Dans sa lettre à l'église d'Ephèse, Paul a fait la distinction entre «être saoul de vin» et «rempli de l'Esprit». Ces deux comportements sont en conflit l'un avec l'autre; ils ne peuvent pas être atteints simultanément. Ce passage - et son avertissement associé - est encadré par un commandement central: être des imitateurs de Dieu. En tant que tels, nous devons:

«… Regarde attentivement, alors comment tu marches, non pas aussi mal avisé que sage, en faisant le meilleur usage du temps possible, car les jours sont mauvais. Par conséquent, ne soyez pas stupides, mais comprenez quelle est la volonté du Seigneur. Et ne vous enivrez pas de vin, c'est de la débauche, mais soyez remplis de l'Esprit… »(Eph. 5: 15-19)

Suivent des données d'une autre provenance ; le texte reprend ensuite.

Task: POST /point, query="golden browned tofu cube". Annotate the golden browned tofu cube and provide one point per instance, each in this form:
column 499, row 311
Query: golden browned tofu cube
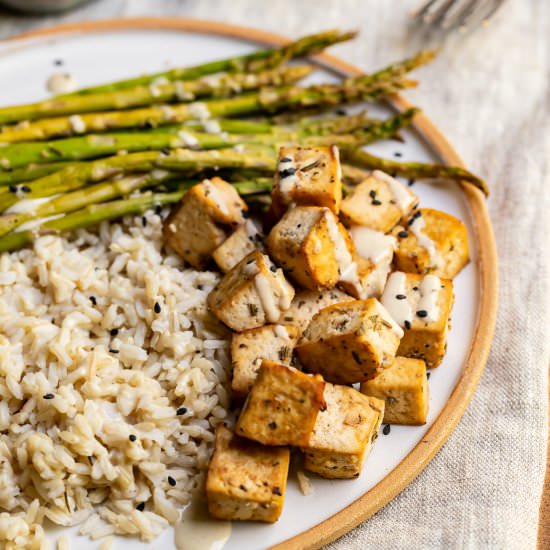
column 246, row 480
column 312, row 247
column 404, row 388
column 245, row 239
column 202, row 220
column 249, row 348
column 374, row 251
column 343, row 433
column 379, row 202
column 253, row 293
column 421, row 305
column 432, row 242
column 307, row 303
column 282, row 406
column 350, row 342
column 307, row 176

L'Évangile nous donne l'incroyable privilège de rejoindre le dessein rédempteur de Dieu. Nous sommes les temples vivants de Dieu sur cette terre à cause de ce que Jésus a accompli. Un temple de Dieu devrait être rempli de l'Esprit de Dieu - et de rien d'autre.

Une identité évangélique

Alors, comment vivons-nous? L'avertissement de Paul de considérer nos frères devrait toujours être un facteur dans notre esprit quand il s'agit de boire. Mais plus encore, nous devrions être conscients de l’identité gagnée par le sang que nous portons. Nous sommes sanctifiés par Christ et nous sommes appelés à marcher en conséquence.

Pour certains, il est plus facile de maintenir la sainteté en évitant complètement l'alcool. D'autres sont capables d'utiliser le discernement dans la quantité et le lieu où l'alcool est consommé. Quoi qu'il en soit, le principe directeur devrait toujours être notre dévotion à l'Esprit de Dieu - et non à l'esprit du siècle. Notre culture rend l'alcool nécessaire à tout engagement social. Il glorifie l'ivresse et la perte d'inhibition. Il ne sait rien de la modération ou de la maîtrise de soi.

Revenons à la veille du Nouvel An. Mon père nous a assis, la bouteille de vin devant nous comme si elle était en procès.

«Je veux que tu comprennes quelque chose», dit papa. “L'alcool en soi n'est pas le diable. Mais même s’il n’a aucun pouvoir, c’est la nature humaine d’abuser de cela… d’aller trop loin et d’en faire quelque chose que ce n’était pas censé être. Donc, vous ne devez pas en avoir peur, mais vous devez le gérer avec précaution. "

Dix ans plus tard, je manipule toujours l'alcool avec précaution: prenez soin de mes frères, de mon identité et du Christ. J'ai eu le vin avec le dîner et je cuisine avec à la maison. Mais je ne permets jamais à l'alcool de me définir. Je limite ce que j'ai. Je reste toujours en contrôle de mes actions. Je n'annonce pas de mode de vie trompeur sur les médias sociaux. L'alcool ne contrôlera pas mes loisirs, mes paroles ou mes actions, car chacune de ces choses appartient à la soumission à Christ.

L’ivresse n’est pas une blague. C'est un affront à l'identité que nous portons en tant que chrétiens. Et à cause de qui nous sommes, nous avons la responsabilité de gérer notre liberté chrétienne conformément à notre identité évangélique - et non à notre droit à un «bon moment».

Est-ce un sacrifice pour certains? Oui. Mais en choisissant Christ, nous avons choisi de faire de notre vie un autel à sa bonté et notre corps à notre esprit. C'est un petit prix à payer pour la plénitude de l'éternité. C'est un petit prix à payer à la lumière de Gospel Grace.

Cet article a paru à l'origine sur phyliciadelta.com. Utilisé avec permission.

Phylicia Masonheimer est blogueuse dans le delta de la Phylicia, où elle enseigne aux femmes comment prêcher l'évangile de leur vie: en proclamant Jésus au travail, dans l'amour et à la maison. Son livre électronique Christian Cosmo sera lancé le 1er mars 2017.